In comments, however, alberto shared a problem he’s having with his toddler, and I’d like to offer my suggestions, give a link for more help, and open it up to everyone else’s thoughts.

The comment:

… [W]e have two boys … one 3.5 yrs and the orher 2 months old. With the new ratio, we have divided our tasks: mom looks after the baby, dad looks after the older boy. In our case, the “terrible two” were a joke compared with the drama of the “thunderous three”. And now I am dealing with it… ALONE !

So here is my question to see if anyone has ideas on how to deal with this: the boy is now “scared of monsters” at night (pretty common, I hear). The results are: (a) boy goes to sleep with all lights on (dad comes in afterwards to darken the room); (b) boy calls dad 3-4 times a night (anytime he wakes up) so that dad sits with him until he falls asleep again. (c) boy comes to parent’s bed at 5 AM to “finish” the night. (d) dad is exhausted, sleeping 2-3 hrs a night and trying to get work done during the day.

I’ve tried not responding to his calls at night, or just stopping by but leaving shortly after… but boy throws terrible fits when this happens, further hampering his sleep (and that of any other person in the house).

Any tips and ideas from the readers of daddyology? HEEEELP

Tip 1:
We had a bit of an issue with this a while back, and The Mrs came up with what I think is a brilliant solution — she grabbed a can of Oust and called it “Monster Spray.” She then asked The Boy where the monsters were. Wherever he said they were lurking, she’d shoot a shot of Oust.

This worked real well with the “monster in the closet” issue — she cracked the door, closed it kinda quick (as if there were a monster, but she smiled while doing it so as to show bravery), and then shot some Oust into it. She then opened it wide to reveal, presto! No more monster!

I’m not sure if this will work with every kid, but it nipped this issue in the bud with The Boy. You can always make up your own story on how it works as well (we told him that it sent them back to Monster World, where they belong).

Subtip 1
With a case like this, I’d suggest just a spray bottle with just water in it. Or, better yet, turn it into a project where you and your son add various stuff to the water mix — just harmless things like a bit of salt or anything else non-toxic and non-staining.

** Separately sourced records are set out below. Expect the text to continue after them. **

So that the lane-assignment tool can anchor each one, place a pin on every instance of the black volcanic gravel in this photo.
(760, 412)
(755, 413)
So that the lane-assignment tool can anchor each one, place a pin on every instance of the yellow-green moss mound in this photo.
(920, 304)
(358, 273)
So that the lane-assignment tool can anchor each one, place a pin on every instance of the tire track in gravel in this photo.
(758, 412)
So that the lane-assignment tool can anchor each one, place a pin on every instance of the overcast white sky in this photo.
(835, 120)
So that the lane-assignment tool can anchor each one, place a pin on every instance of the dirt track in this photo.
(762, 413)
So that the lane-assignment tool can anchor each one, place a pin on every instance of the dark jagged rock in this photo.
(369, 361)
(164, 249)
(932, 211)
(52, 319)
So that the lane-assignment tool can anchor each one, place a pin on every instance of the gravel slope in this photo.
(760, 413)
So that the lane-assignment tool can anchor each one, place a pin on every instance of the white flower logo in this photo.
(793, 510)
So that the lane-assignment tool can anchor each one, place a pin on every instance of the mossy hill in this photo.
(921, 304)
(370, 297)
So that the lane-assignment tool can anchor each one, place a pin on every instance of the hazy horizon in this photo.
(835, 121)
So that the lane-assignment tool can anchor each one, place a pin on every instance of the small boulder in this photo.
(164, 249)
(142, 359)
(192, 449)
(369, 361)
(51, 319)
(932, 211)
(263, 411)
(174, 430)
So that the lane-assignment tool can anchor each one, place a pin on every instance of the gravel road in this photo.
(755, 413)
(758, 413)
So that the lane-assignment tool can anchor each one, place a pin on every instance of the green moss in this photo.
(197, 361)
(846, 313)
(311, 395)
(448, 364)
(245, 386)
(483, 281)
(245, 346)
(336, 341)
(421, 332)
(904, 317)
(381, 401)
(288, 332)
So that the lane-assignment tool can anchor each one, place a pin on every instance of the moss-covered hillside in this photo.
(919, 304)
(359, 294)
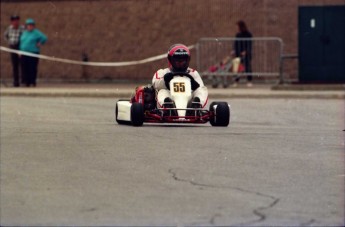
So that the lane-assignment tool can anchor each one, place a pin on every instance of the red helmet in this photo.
(178, 57)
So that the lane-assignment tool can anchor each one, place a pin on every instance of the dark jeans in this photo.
(29, 70)
(15, 66)
(248, 69)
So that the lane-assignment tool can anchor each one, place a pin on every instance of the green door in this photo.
(322, 44)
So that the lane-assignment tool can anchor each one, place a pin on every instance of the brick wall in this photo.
(125, 30)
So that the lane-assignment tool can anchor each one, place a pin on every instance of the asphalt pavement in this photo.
(126, 90)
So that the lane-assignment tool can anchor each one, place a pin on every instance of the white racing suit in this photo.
(163, 92)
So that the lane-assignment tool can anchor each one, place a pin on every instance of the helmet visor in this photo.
(180, 62)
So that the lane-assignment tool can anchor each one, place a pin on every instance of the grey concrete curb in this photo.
(126, 91)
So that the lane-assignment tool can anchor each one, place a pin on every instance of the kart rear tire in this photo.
(137, 114)
(120, 122)
(213, 118)
(222, 114)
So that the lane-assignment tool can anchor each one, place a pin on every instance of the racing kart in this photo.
(142, 107)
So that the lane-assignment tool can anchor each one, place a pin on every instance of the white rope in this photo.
(114, 64)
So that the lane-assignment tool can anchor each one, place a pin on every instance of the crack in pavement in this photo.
(259, 212)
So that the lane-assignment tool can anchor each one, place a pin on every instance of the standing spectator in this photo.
(31, 41)
(12, 36)
(243, 49)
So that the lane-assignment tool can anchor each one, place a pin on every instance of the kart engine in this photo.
(145, 95)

Using water allows the child to take part in the spraying, letting him feel as though he’s also combating the things lurking in his closet and/or under the bed. Empowerment like that can be a wonderful thing in cases like this. And, as a super-duper-double-bonus, you can leave the bottle in there at night for him to use on his own, something I would not recommend with Oust or other chemically-laden sprays.

Tip 2
Create a silly word, then convince him that if he says it — not yells it, but just regular-voice says it — in the direction of the monsters, then the monsters will be scared and run away (kinda like saying “Show me your Super Bowl ring!” when one wants Carl Peterson to go away). The sillier the better, naturally, since it could start a giggle fest. And who can be scared when they’re laughing?

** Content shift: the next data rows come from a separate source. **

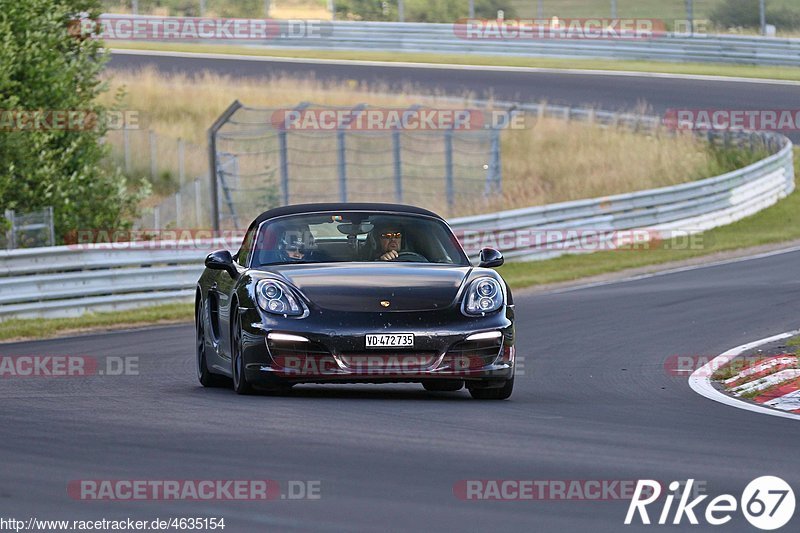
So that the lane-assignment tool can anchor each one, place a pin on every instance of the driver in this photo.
(390, 241)
(297, 244)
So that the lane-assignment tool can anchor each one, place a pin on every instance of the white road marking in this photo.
(700, 381)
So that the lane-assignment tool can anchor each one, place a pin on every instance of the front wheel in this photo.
(500, 393)
(240, 383)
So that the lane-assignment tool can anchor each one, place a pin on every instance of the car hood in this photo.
(363, 286)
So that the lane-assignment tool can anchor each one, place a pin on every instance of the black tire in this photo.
(500, 393)
(240, 383)
(204, 375)
(437, 385)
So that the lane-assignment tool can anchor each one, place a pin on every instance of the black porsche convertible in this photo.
(354, 293)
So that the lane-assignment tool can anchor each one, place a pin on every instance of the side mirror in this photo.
(222, 260)
(491, 258)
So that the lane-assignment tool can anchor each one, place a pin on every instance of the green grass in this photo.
(706, 69)
(50, 327)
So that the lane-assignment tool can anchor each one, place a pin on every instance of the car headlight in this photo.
(276, 298)
(484, 295)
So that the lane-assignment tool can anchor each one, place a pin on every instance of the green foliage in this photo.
(745, 14)
(44, 67)
(421, 10)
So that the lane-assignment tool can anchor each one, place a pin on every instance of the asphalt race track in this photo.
(594, 403)
(611, 92)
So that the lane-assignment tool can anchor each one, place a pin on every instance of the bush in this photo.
(44, 67)
(745, 14)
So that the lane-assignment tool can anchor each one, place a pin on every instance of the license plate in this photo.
(391, 340)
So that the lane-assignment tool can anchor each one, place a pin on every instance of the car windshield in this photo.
(356, 236)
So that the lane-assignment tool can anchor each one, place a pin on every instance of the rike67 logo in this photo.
(767, 503)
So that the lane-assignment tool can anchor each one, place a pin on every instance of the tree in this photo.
(45, 66)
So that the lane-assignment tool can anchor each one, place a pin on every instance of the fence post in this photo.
(283, 154)
(212, 160)
(126, 149)
(52, 226)
(181, 161)
(9, 216)
(197, 202)
(340, 137)
(398, 166)
(448, 166)
(178, 213)
(153, 155)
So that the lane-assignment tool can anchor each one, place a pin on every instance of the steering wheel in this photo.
(411, 256)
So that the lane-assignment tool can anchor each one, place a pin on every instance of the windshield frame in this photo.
(464, 258)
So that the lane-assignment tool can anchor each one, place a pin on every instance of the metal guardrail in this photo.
(71, 280)
(448, 39)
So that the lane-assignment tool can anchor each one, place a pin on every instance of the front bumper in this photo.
(339, 355)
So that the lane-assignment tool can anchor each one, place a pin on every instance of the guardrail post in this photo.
(448, 167)
(283, 156)
(398, 166)
(342, 160)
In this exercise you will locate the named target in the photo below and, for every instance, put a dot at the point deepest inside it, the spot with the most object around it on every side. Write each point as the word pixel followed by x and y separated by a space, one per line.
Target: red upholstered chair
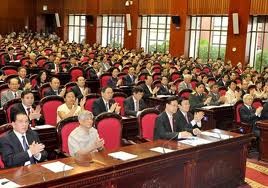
pixel 24 61
pixel 146 122
pixel 8 106
pixel 240 127
pixel 41 61
pixel 222 90
pixel 64 129
pixel 90 98
pixel 119 97
pixel 185 93
pixel 174 76
pixel 42 89
pixel 9 70
pixel 49 107
pixel 69 86
pixel 75 72
pixel 257 103
pixel 3 129
pixel 104 79
pixel 110 129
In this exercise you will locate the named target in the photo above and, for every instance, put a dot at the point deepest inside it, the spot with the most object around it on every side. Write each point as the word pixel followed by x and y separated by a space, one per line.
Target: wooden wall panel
pixel 259 7
pixel 208 7
pixel 154 7
pixel 112 7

I did this once with The Boy, and it worked like a charm. Sadly, I don’t remember the word I came up with, so just make it your own.

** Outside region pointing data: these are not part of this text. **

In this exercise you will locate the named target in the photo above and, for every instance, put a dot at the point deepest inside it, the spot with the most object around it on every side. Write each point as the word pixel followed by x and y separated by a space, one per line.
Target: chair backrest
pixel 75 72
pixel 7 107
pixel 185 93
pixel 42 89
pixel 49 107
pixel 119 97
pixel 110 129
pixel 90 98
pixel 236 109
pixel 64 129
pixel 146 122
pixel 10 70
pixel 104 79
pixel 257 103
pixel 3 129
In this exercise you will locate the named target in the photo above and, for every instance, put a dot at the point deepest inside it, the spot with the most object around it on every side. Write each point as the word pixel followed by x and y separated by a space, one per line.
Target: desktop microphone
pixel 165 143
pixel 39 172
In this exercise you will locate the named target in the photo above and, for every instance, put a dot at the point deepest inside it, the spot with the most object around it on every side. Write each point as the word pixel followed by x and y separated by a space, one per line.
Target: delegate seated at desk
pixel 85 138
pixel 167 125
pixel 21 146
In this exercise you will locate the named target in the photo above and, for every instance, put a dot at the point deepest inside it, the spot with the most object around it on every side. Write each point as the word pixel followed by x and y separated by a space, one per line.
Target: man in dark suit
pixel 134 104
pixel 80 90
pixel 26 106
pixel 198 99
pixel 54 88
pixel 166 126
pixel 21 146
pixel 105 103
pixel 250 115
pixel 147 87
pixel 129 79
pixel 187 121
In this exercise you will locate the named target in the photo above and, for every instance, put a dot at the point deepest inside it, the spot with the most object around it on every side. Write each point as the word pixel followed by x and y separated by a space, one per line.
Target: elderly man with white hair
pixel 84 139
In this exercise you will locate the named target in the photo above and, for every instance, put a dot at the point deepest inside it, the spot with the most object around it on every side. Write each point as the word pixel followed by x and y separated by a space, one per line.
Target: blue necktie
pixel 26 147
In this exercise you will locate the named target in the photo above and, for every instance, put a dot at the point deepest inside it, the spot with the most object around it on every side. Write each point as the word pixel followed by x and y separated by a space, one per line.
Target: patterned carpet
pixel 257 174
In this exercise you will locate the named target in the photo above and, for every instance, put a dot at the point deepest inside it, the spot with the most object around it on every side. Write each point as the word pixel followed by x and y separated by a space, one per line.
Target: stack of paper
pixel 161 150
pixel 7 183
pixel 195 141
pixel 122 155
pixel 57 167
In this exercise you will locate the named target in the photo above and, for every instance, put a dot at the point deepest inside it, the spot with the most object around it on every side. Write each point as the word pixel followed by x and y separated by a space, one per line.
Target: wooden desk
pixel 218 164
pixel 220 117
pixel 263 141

Also, like the water spray, it’s something he can do on his own if he wakes up in the night.

Another resource
For other ideas, I highly recommend Parent Hacks. It’s a wonderful site with a decent search feature, so looking for the general “monster” should yield some decent results (I don’t have access to the site during lunch here at work, otherwise I’d do a quick search and link to it — maybe this evening I’ll give it a try and update).

Anyone else got a tip?
Other than that, I’ll open up the floor to the Daddyology community for other ideas on how to combat the monster issue.

Best of luck, alberto! And please check back in and let us know what, if anything, worked to solve the problem.